こうして2016年10月に支援者リレーションズ課(当時名称)として入職したのち、前職の経験を買われ、半年後にクラフトエイドに異動となりました。

単純なようで実は複雑な「つくって売る流れ」

▲現地へ赴き、新商品のサンプルチェック (c)橋本裕貴

クラフトエイドでは、春に新商品を出していますが、嘉味田は商品の企画・開発、販売、カタログ作成まで担っています。年に1回程度、担当している国に訪問して、村のつくり手さんに会いに行くことも。 

嘉味田 「つくっている現場を見ないと、新しい商品をつくる上でも、販売する上でも、理解を深め、その先に広められないのです。 

ただ、シャンティに入る前は、NGOは現地にもっと頻繁に行っているイメージでした。しかし実際はそうではなく、現地に行けるのは一握り。布の縫い方や生地など、テキストベースでは伝えることが本当に難しくて、『今すぐ現地に行きたい!』と思う場面もしばしばあります」 

さらに、現地のパートナー団体によってはインフラがまだまだ整っておらず、やりとりに時間がかかってしまう場合も。 

嘉味田 「もっと密に連絡を取ったり、顔を合わせて打ち合わせをしたりしたいと思うことも多いですね。意思疎通が難しいので、『つくって売る』流れは単純な一直線に見えて、そこには紆余曲折がありますね」 

クラフトエイドの商品をつくっている現地では、生地や糸などをメーカーが安定して供給しているわけではなく、市場に行ってそのときにあるものを仕入れるという流れが多いため、「もともと使っていた生地が手に入らなくなり別の生地に切り替えた」というつくり手からの事後報告が届くことも多々あるそう。 

そしてもうひとつ苦労していることは、納期を守ることの難しさです。 

嘉味田 「スケジュールは、ゆとりを持って設定するようにしています。ただ、クラフトエイドの商品は、つくり手さんの生活に合わせてつくっているので、農作業が忙しくて作業ができない場合などがあるんです。 

つくり手さんの主な仕事は農作業や家事をすること。だから、クラフトエイドの商品をつくっていたから畑に行けなかった、といった状況は本末転倒で、避けないといけません」 

こうして商品づくりの難しさを語りながらも、楽しそうに話す嘉味田の姿からは、つくり手が長年受け継いできた伝統的な手作業への愛着を感じます。 

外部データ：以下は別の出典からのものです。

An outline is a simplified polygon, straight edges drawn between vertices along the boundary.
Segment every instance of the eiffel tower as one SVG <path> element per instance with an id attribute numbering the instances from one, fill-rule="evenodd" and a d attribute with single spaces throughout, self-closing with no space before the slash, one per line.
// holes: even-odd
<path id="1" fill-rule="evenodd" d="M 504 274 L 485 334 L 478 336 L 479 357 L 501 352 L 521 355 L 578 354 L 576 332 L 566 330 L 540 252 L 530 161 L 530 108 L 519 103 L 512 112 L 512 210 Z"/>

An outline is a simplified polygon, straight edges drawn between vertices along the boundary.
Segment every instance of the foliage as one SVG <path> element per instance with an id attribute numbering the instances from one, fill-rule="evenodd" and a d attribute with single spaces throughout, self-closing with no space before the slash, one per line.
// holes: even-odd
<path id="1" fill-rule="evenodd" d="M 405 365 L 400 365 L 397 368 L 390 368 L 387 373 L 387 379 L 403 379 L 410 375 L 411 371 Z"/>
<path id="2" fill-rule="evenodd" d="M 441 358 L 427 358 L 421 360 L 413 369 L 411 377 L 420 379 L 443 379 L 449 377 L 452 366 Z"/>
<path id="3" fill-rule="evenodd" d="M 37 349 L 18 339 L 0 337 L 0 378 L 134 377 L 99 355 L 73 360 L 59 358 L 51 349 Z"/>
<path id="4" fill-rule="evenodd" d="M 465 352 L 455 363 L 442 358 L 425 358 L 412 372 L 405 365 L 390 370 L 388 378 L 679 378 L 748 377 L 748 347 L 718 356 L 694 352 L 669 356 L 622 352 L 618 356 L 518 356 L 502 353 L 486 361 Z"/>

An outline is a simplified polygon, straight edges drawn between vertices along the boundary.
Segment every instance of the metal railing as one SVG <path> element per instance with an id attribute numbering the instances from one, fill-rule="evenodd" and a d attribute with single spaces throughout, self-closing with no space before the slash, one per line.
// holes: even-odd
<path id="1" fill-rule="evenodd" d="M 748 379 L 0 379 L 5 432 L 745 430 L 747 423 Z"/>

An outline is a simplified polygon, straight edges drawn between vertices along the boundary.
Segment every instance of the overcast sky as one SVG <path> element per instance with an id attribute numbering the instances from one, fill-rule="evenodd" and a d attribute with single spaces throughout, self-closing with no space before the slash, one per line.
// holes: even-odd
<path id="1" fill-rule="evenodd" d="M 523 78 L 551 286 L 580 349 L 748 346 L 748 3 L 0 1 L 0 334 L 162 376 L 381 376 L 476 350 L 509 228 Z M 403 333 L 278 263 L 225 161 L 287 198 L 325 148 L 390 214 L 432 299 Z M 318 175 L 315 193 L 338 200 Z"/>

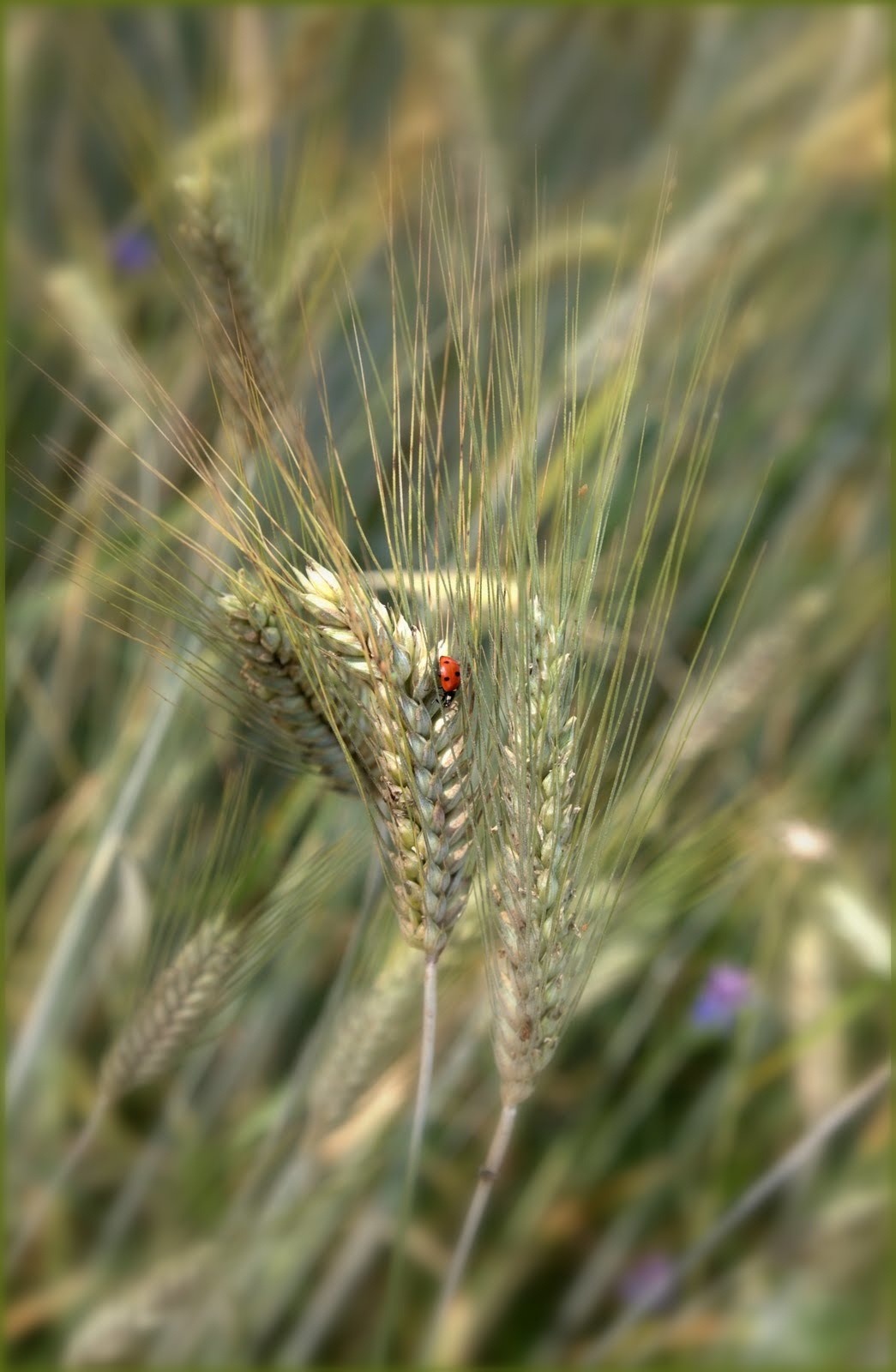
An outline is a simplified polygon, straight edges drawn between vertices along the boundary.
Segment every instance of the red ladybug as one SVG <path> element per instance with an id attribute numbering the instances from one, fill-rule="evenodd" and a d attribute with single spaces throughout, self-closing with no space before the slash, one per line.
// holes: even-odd
<path id="1" fill-rule="evenodd" d="M 453 696 L 461 683 L 461 664 L 454 657 L 439 657 L 439 685 L 446 696 Z"/>

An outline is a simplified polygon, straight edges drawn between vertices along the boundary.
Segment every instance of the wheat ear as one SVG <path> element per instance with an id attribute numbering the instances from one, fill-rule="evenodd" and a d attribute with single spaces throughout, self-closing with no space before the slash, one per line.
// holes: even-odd
<path id="1" fill-rule="evenodd" d="M 204 292 L 202 328 L 228 395 L 251 427 L 259 407 L 268 420 L 285 406 L 268 344 L 268 325 L 224 187 L 210 174 L 182 176 L 176 182 L 184 209 L 181 239 Z"/>
<path id="2" fill-rule="evenodd" d="M 155 980 L 103 1061 L 97 1106 L 161 1077 L 221 1007 L 243 940 L 209 919 Z"/>
<path id="3" fill-rule="evenodd" d="M 218 600 L 239 643 L 240 675 L 265 701 L 272 722 L 295 745 L 296 764 L 321 771 L 336 790 L 355 790 L 346 761 L 317 693 L 302 667 L 298 624 L 284 626 L 285 609 L 274 608 L 257 578 L 237 573 L 233 590 Z"/>
<path id="4" fill-rule="evenodd" d="M 403 938 L 436 959 L 469 896 L 471 760 L 421 628 L 317 563 L 299 600 L 324 649 L 333 722 L 361 760 Z"/>

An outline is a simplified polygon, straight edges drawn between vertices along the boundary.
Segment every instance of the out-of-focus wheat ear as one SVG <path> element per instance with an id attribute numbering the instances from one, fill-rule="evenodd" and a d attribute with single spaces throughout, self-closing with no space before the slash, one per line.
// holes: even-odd
<path id="1" fill-rule="evenodd" d="M 191 1045 L 221 1008 L 241 944 L 240 930 L 228 929 L 222 916 L 206 921 L 184 944 L 106 1055 L 97 1107 L 162 1076 Z"/>
<path id="2" fill-rule="evenodd" d="M 184 209 L 181 237 L 204 292 L 203 331 L 228 395 L 258 429 L 283 425 L 288 413 L 268 342 L 265 311 L 252 281 L 224 188 L 211 174 L 176 182 Z M 294 416 L 292 416 L 294 418 Z"/>
<path id="3" fill-rule="evenodd" d="M 309 1089 L 310 1147 L 344 1124 L 408 1044 L 408 1026 L 420 1002 L 414 959 L 414 954 L 398 944 L 373 985 L 355 991 L 340 1008 Z"/>
<path id="4" fill-rule="evenodd" d="M 366 775 L 402 936 L 438 958 L 469 897 L 473 847 L 464 716 L 436 674 L 447 648 L 317 563 L 299 600 L 325 653 L 335 727 Z"/>
<path id="5" fill-rule="evenodd" d="M 156 1264 L 137 1281 L 92 1310 L 74 1329 L 64 1367 L 137 1365 L 152 1338 L 206 1290 L 214 1249 L 198 1244 Z"/>
<path id="6" fill-rule="evenodd" d="M 284 626 L 285 604 L 274 608 L 258 579 L 244 571 L 218 604 L 239 643 L 240 674 L 265 701 L 272 722 L 294 741 L 296 767 L 320 771 L 336 790 L 354 793 L 357 783 L 343 746 L 296 652 L 298 626 Z"/>
<path id="7" fill-rule="evenodd" d="M 305 624 L 306 671 L 311 690 L 347 756 L 358 785 L 376 793 L 380 741 L 375 678 L 388 652 L 388 612 L 357 572 L 339 578 L 309 560 L 295 571 L 295 601 Z M 296 624 L 296 628 L 299 626 Z"/>
<path id="8" fill-rule="evenodd" d="M 447 643 L 431 648 L 402 617 L 394 622 L 392 643 L 395 671 L 377 690 L 386 746 L 375 818 L 390 856 L 401 932 L 435 959 L 469 899 L 472 763 L 461 702 L 446 700 L 438 685 Z"/>
<path id="9" fill-rule="evenodd" d="M 487 919 L 493 1041 L 505 1106 L 532 1093 L 557 1044 L 579 936 L 569 912 L 571 837 L 578 814 L 571 654 L 538 601 L 531 668 L 508 709 L 499 789 L 490 807 L 494 918 Z"/>

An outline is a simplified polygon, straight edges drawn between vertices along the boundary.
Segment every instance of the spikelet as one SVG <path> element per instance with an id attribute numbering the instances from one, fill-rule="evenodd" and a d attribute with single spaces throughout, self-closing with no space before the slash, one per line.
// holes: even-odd
<path id="1" fill-rule="evenodd" d="M 506 1106 L 531 1095 L 557 1044 L 567 966 L 578 945 L 569 912 L 576 720 L 571 654 L 538 601 L 528 683 L 508 709 L 499 793 L 490 819 L 494 918 L 487 922 L 493 1040 Z"/>
<path id="2" fill-rule="evenodd" d="M 209 353 L 244 417 L 258 418 L 259 401 L 262 409 L 279 414 L 280 384 L 263 310 L 224 189 L 209 174 L 182 176 L 176 188 L 185 211 L 181 237 L 206 298 L 202 324 Z"/>

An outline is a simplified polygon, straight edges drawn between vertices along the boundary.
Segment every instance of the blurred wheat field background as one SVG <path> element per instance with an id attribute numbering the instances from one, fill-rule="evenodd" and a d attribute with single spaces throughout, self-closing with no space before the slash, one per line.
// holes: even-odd
<path id="1" fill-rule="evenodd" d="M 232 589 L 220 547 L 220 586 L 191 560 L 195 435 L 248 443 L 180 232 L 178 178 L 211 172 L 368 568 L 391 558 L 373 453 L 413 471 L 438 435 L 417 531 L 440 569 L 458 454 L 513 520 L 513 406 L 473 375 L 509 368 L 490 254 L 541 302 L 539 547 L 571 372 L 582 501 L 627 406 L 598 513 L 611 552 L 655 536 L 631 639 L 596 619 L 580 645 L 615 642 L 623 686 L 686 512 L 638 750 L 596 783 L 608 862 L 664 783 L 619 889 L 597 859 L 582 879 L 612 921 L 434 1357 L 889 1365 L 885 11 L 22 8 L 5 40 L 10 1360 L 351 1365 L 386 1340 L 418 1364 L 499 1110 L 483 886 L 439 965 L 405 1224 L 423 962 L 351 774 L 298 768 L 191 619 L 196 567 Z M 689 494 L 670 466 L 655 508 L 671 438 L 705 472 Z M 664 735 L 697 659 L 703 708 Z M 144 1018 L 118 1092 L 104 1055 L 193 936 L 228 995 L 191 981 L 195 1033 L 180 996 L 180 1028 Z"/>

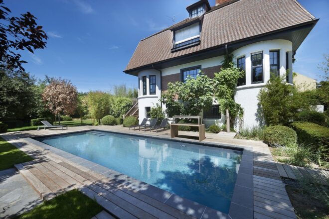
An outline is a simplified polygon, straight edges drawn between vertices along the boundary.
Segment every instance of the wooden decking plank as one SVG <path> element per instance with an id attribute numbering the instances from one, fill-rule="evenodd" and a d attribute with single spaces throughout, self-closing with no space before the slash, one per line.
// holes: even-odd
<path id="1" fill-rule="evenodd" d="M 267 209 L 264 209 L 262 208 L 260 208 L 258 206 L 254 207 L 254 211 L 259 213 L 262 215 L 265 215 L 271 217 L 275 219 L 296 219 L 296 216 L 295 218 L 291 218 L 285 215 L 281 215 L 281 214 L 277 213 L 276 212 L 274 212 L 271 211 L 269 211 Z"/>
<path id="2" fill-rule="evenodd" d="M 97 185 L 93 184 L 88 188 L 138 218 L 156 218 Z"/>
<path id="3" fill-rule="evenodd" d="M 290 167 L 290 166 L 287 164 L 282 164 L 282 166 L 286 171 L 286 173 L 287 173 L 287 175 L 288 175 L 288 178 L 292 179 L 293 180 L 296 179 L 296 176 L 295 175 L 295 173 L 294 173 L 293 169 L 291 168 L 291 167 Z"/>
<path id="4" fill-rule="evenodd" d="M 286 203 L 282 202 L 277 202 L 272 200 L 269 200 L 264 198 L 259 197 L 258 196 L 254 196 L 254 201 L 257 201 L 262 203 L 265 203 L 269 206 L 274 206 L 280 209 L 285 209 L 291 212 L 294 211 L 294 208 L 292 206 L 287 205 Z"/>
<path id="5" fill-rule="evenodd" d="M 42 182 L 47 187 L 48 187 L 52 192 L 56 193 L 60 191 L 61 188 L 50 178 L 43 174 L 38 170 L 36 167 L 31 166 L 28 167 L 28 170 L 31 172 L 36 178 Z"/>
<path id="6" fill-rule="evenodd" d="M 33 166 L 37 168 L 41 173 L 50 178 L 50 179 L 59 186 L 61 189 L 66 189 L 70 187 L 70 185 L 68 183 L 40 163 L 36 163 Z"/>
<path id="7" fill-rule="evenodd" d="M 288 174 L 286 173 L 285 169 L 283 168 L 282 164 L 279 163 L 276 163 L 275 164 L 277 165 L 277 168 L 278 168 L 278 171 L 281 177 L 288 178 Z"/>
<path id="8" fill-rule="evenodd" d="M 122 219 L 137 219 L 119 206 L 111 202 L 102 196 L 98 195 L 88 187 L 84 187 L 80 191 L 91 199 L 95 199 L 97 203 L 109 212 L 116 217 Z"/>

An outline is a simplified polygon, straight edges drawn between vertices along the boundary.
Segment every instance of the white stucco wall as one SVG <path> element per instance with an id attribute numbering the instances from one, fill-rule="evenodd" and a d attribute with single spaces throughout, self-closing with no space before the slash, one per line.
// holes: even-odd
<path id="1" fill-rule="evenodd" d="M 246 127 L 252 127 L 262 124 L 257 117 L 258 100 L 257 95 L 261 88 L 263 88 L 266 83 L 270 79 L 270 50 L 280 50 L 280 73 L 284 75 L 286 73 L 286 52 L 289 52 L 289 79 L 290 83 L 292 83 L 292 43 L 285 40 L 273 40 L 259 42 L 241 47 L 233 52 L 233 61 L 236 62 L 237 58 L 243 56 L 246 57 L 246 85 L 237 88 L 235 94 L 235 101 L 241 105 L 244 109 L 244 116 L 243 126 Z M 251 54 L 252 53 L 263 51 L 263 74 L 264 82 L 261 83 L 252 84 L 251 83 Z M 180 72 L 180 69 L 190 67 L 201 65 L 202 68 L 208 68 L 221 65 L 224 59 L 223 56 L 210 59 L 204 59 L 196 62 L 179 65 L 165 69 L 161 69 L 162 76 L 167 76 Z M 149 91 L 149 76 L 157 76 L 157 93 L 156 95 L 150 95 Z M 147 94 L 143 96 L 142 77 L 147 76 Z M 152 107 L 159 103 L 161 97 L 160 91 L 161 79 L 160 73 L 156 70 L 148 70 L 141 71 L 139 73 L 139 107 L 140 122 L 146 117 L 145 108 Z M 163 109 L 165 110 L 165 106 L 163 106 Z M 220 119 L 206 119 L 204 122 L 206 126 L 215 123 L 221 125 L 225 122 L 225 115 L 222 114 Z"/>

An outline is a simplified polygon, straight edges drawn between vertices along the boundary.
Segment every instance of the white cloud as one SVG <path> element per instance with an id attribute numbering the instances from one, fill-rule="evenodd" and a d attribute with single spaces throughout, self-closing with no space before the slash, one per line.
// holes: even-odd
<path id="1" fill-rule="evenodd" d="M 51 31 L 48 31 L 47 32 L 47 34 L 50 37 L 54 37 L 54 38 L 63 38 L 62 36 L 54 32 L 51 32 Z"/>
<path id="2" fill-rule="evenodd" d="M 73 0 L 73 2 L 83 13 L 91 13 L 94 12 L 91 5 L 82 0 Z"/>
<path id="3" fill-rule="evenodd" d="M 37 65 L 42 65 L 43 64 L 42 61 L 40 58 L 36 56 L 33 53 L 30 53 L 32 61 Z"/>
<path id="4" fill-rule="evenodd" d="M 110 49 L 110 50 L 112 50 L 112 49 L 119 49 L 119 46 L 116 46 L 115 45 L 113 45 L 113 46 L 110 46 L 110 47 L 109 48 L 109 49 Z"/>

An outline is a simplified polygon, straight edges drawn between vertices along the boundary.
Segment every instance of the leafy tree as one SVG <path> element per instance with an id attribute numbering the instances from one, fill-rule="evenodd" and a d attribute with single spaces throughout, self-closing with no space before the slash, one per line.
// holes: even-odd
<path id="1" fill-rule="evenodd" d="M 34 84 L 29 74 L 0 69 L 0 119 L 28 118 L 34 107 Z"/>
<path id="2" fill-rule="evenodd" d="M 88 108 L 92 117 L 97 119 L 98 123 L 105 115 L 110 113 L 112 96 L 110 94 L 102 91 L 91 91 L 86 97 Z"/>
<path id="3" fill-rule="evenodd" d="M 115 98 L 112 105 L 112 115 L 117 118 L 122 118 L 132 107 L 133 102 L 130 98 Z"/>
<path id="4" fill-rule="evenodd" d="M 228 58 L 230 57 L 229 56 Z M 237 116 L 242 118 L 243 115 L 242 107 L 234 101 L 237 82 L 243 76 L 243 72 L 234 67 L 232 62 L 227 62 L 224 60 L 222 70 L 215 73 L 214 80 L 216 83 L 215 97 L 220 106 L 220 110 L 226 114 L 226 131 L 229 132 L 230 120 L 233 123 Z"/>
<path id="5" fill-rule="evenodd" d="M 3 6 L 0 0 L 0 69 L 24 71 L 21 64 L 26 62 L 21 60 L 19 50 L 33 50 L 45 47 L 44 41 L 48 38 L 35 22 L 36 18 L 29 12 L 21 14 L 21 17 L 10 17 L 10 10 Z"/>
<path id="6" fill-rule="evenodd" d="M 284 76 L 271 75 L 258 99 L 267 125 L 288 125 L 299 111 L 310 107 L 297 88 L 286 83 Z"/>
<path id="7" fill-rule="evenodd" d="M 198 115 L 212 105 L 214 84 L 204 73 L 196 79 L 189 78 L 185 83 L 168 83 L 168 90 L 160 101 L 165 105 L 169 117 L 175 115 Z"/>
<path id="8" fill-rule="evenodd" d="M 70 115 L 74 112 L 77 107 L 77 89 L 69 81 L 65 79 L 52 79 L 44 89 L 42 99 L 51 113 L 58 116 L 60 114 Z"/>

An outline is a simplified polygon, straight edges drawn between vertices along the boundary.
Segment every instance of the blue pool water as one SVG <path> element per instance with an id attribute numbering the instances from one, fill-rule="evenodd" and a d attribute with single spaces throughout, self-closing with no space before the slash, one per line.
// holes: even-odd
<path id="1" fill-rule="evenodd" d="M 43 143 L 227 214 L 242 151 L 106 132 Z"/>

嘉味田「手刺繍がすごく好きなんです。日本にはない色使いも大好きで、見ているだけで元気がでます。モノづくりのすごさを伝えていきたいと思っています」

企画から商品づくり、販売まで一貫して関われることがやりがい

▲企業にて、社員の方向けの社会貢献イベントにてクラフトエイドの商品を販売中

そんな嘉味田がイチから手掛けた商品が、新商品として登場します。 

嘉味田 「アフガニスタンの伝統技術で編まれた織物を使ったバッグは、細かいやりとりを3~4か月ほど続けて、イチからつくりました。現地の状況やつくり手さんの想いを知った上で、商品をつくれるというのはとても幸せなことです。この新商品は、販売後のお客様の反応がとても気になりますね。今からドキドキしています。 

商品の企画から、つくり手さんと共に商品をつくり、売るところまで一貫して携われることに、とてもやりがいと感じます。

長年愛用してくださっている方からご連絡をいただくこともあります。お客様の声から、再び復活させた商品もあるんですよ。これからもつくり手さんにも、お客様にも喜んでもらえる商品を、つくっていきたいです」

クラフトエイドは、今年で35年目。 

商品を手にしてくださったお客様の喜びが、つくり手の喜びにもつながるクラフトエイド。これからも、国境を超えて、想いと喜びをつなぐ商品を生み出していきます。